Microsatellites- effects of sample quality
When prinseq was run on all reads from individually library prepared
replicates a general pattern emerged where PCR success was predictive of
quality. The mean quality across all sample types was 85.6%, with a
range from 57.43% - 99.48% (MVZ 5211 GS-2 replicate two and HSU 1836
GLSA-52 replicate one represent the lowest and highest). The median was
92.6% and mode was 96.82%. If sample types were separated the mean
quality was as follows: 95.99% (SE ±0.99%), 95.06% (SE ±0.68%), and
73.84% (SE ±2.10%) for tissue, HQMS and LQMS respectively (Table 5).
All aforementioned and additional descriptive metrics are shown in
Appendix 2. The ANOVA was significant (P= <0.001) and the
regression resulted in an R2 of 0.44 which was also
highly significant (P=<0.001), indicating our assessed quality
from gel electrophoresis was predictive of genotyping success.
The CHIIMP genotypes were accurate for the single tissue sample,
especially if the PCR replicates were pooled and genotyped together. The
reads per replicate and percentage of good reads (as determined by
standard prinseq quality filtration) are reported in Table 3. All
recovered genotypes are summarized in Table 4. In the GLSA-52 locus the
pooled run recovered a second allele 251 from HSU 8180 despite none of
the other genotypes recovering that allele. In the pooled run HSU 8180
recovered a total of 79,417 reads, across all microsatellite loci and
complete cytochrome b . The 251 allele was recovered in the pooled
dataset with a frequency of 5.3% whereas the 257 allele was recovered
at 17.6%, more than three times the frequency of the 251 allele. When
all other replicates of this sample were evaluated only the 257 allele
was recovered, and with rates ranging from 12.9-17.6% (see details in
Appendix 4).
Mismatched alleles were recovered most frequently in low quality samples
which routinely appeared to fail PCR across numerous replicates.

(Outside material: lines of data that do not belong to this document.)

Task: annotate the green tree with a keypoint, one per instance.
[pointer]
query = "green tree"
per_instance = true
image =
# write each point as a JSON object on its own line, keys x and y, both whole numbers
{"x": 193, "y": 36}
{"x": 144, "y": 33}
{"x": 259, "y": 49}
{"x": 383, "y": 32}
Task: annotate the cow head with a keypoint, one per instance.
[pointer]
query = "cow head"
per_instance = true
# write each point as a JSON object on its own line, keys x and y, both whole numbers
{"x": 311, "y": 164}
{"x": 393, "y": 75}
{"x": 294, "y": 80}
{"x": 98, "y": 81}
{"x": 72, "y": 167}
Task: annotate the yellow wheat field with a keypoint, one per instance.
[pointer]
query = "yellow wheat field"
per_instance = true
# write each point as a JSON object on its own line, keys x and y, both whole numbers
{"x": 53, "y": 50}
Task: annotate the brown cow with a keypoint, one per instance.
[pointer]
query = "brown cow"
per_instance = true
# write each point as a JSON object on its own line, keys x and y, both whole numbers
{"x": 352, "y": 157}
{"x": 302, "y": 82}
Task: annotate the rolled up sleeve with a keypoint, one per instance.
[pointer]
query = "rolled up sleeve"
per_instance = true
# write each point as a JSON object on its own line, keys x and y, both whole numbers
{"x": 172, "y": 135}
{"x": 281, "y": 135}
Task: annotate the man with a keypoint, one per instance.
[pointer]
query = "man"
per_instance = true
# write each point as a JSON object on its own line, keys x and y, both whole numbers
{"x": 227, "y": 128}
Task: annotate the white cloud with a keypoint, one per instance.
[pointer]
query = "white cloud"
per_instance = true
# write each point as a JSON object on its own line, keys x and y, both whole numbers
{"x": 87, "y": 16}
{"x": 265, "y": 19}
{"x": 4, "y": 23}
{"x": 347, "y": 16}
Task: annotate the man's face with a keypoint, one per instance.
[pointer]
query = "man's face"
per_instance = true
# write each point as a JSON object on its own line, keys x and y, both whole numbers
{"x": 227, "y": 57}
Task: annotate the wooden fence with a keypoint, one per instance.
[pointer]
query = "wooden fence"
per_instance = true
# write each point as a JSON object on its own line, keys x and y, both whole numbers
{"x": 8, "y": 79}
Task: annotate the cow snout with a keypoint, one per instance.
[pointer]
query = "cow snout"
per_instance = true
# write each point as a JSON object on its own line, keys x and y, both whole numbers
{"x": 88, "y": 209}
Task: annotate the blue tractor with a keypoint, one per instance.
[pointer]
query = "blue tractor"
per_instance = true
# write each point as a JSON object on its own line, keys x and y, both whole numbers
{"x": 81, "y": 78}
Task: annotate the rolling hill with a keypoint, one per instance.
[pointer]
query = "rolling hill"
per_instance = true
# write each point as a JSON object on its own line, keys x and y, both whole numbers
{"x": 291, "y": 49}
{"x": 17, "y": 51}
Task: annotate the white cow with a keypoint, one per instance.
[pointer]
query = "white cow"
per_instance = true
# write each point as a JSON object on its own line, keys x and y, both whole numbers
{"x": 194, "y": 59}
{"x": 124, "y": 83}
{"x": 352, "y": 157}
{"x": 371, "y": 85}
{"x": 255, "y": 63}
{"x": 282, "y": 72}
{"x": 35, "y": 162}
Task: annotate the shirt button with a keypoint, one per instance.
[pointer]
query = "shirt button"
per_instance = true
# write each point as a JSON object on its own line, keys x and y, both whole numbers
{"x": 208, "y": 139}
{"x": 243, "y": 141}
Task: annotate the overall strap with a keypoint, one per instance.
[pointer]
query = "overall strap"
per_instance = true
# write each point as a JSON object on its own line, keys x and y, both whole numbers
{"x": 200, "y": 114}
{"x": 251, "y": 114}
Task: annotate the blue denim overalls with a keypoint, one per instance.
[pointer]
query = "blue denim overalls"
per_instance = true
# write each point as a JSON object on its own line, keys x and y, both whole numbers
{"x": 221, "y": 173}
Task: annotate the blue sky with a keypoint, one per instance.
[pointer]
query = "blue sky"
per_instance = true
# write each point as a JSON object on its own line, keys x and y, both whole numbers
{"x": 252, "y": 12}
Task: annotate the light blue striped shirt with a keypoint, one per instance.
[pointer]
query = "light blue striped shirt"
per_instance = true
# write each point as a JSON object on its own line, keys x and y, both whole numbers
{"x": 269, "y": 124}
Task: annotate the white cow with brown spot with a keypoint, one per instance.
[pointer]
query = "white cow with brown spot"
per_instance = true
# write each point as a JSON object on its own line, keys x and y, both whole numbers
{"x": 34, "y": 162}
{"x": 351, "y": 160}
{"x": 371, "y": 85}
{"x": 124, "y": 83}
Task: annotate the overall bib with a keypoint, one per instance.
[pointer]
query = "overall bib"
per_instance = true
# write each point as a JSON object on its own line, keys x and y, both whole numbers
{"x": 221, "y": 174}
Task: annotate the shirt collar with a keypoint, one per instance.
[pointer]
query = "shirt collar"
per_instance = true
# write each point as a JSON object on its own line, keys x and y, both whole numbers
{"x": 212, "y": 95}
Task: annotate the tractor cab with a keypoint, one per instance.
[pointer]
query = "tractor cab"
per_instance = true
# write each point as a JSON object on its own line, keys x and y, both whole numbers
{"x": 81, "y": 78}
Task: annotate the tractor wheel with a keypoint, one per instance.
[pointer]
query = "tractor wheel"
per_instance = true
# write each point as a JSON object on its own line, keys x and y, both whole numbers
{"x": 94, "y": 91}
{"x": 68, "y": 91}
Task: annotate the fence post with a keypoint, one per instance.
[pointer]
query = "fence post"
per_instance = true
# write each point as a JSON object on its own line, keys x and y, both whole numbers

Mismatches were often associated with one or more of the following: PCR
stutter sequences, PCR artifacts and more than two prominent sequences
as identified by the CHIIMP pipeline (Table 4). Individual samples did
not appear to recover specific CHIIMP flags across all replicates,
neither did specific microsatellites, however the locus GS-2 recovered
frequent flags for all three metrics (Table 4).
The HQMS samples had routinely high quality sequences as determined by
prinseq metrics. Only a single PCR replica from UMMZ 79755 had less than
85% of sequences pass quality metrics. All other replicates were over
85%, and most recovered over 95% of sequences passing quality
filtration. Interestingly, the LQMS samples had high variation between
PCR replicates performed here (Figure 1). The average for each of the
LQMS samples were 81.3, 69.6, and 70.6% with a high degree of variation
between replicates. For example, LACM 95619 ranged from 67.7-92.05%
passing quality filters for GS-4. In this instance, across the three
replicates three completely different sets of alleles were recovered
providing no confidence in those genotypes despite one replicate
recovering 92.05% high quality sequences.